Kitabnya dikenal dengan Tafsîr Abu Laits as-Samarqandy, yang merujukkan penafsirannya pada riwayat-riwayat kalangan Salaf, baik para sahabat maupun tabi’in, seperti Abdullah ibn ‘Abbas, Abdullah ibn Mas’ud, Ubay ibn Ka’ab. Ia banyak menyebutkan riwayat dari mereka tetapi tanpa memberikan penilaian yang kritis terhadap isnâd (mata rantai perawi hadits).
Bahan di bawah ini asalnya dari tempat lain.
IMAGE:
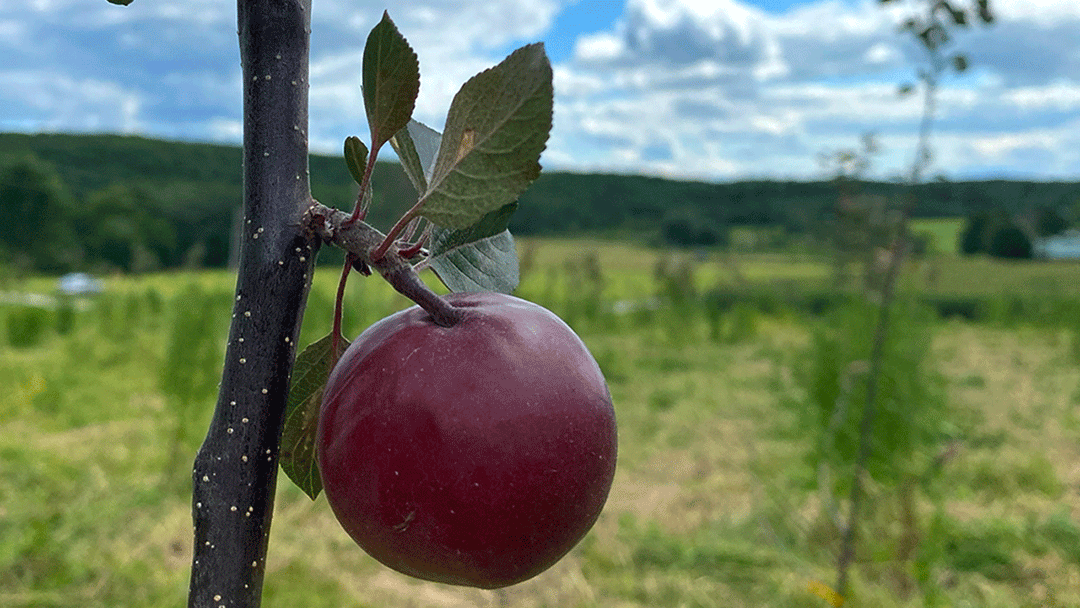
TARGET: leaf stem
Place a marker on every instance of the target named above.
(402, 223)
(363, 242)
(338, 302)
(359, 211)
Menurut adz-Dzahabi, tafsir ini mengkombinasikan corak pendekatan tafsir bi ar-riwâyat (menurut dalil naqli) dan tafsir bi ad-dirâyat (menurut dalil ‘aqli). Namun, karena lebih cenderung memilih dalil naqli daripada dalil ‘aqli setiap kali ada perbedaan antara keduanya, maka karya tersebut tergolong Tafsîr bi al-Ma’tsûr. As-Samarqandi tidak memulai dengan pendahuluan yang menjelaskan tentang metodologi pembahasan tafsir sebagaimana umumnya, melainkan hanya sebuah bab pembuka tentang motivasinya untuk melakukan penafsiran.



Kitab ini sampai sekarang masih berupa manuskrip dalam dua bentuk, yang satu terdiri dari dua jilid sedangkan yang lain terdiri dari 3 jilid, yang terdapat di perpustakaan Universitas al-Azhar, Mesir.



(Keterangan ini merujuk pada kitab At-Tafsîr wa al-Mufassirûn karya Muhammad Husain Adz-Dzahaby dan kitab Manâhil al-‘Irfân fi ‘Ulûm al-Qur’ân karya az-Zarqani).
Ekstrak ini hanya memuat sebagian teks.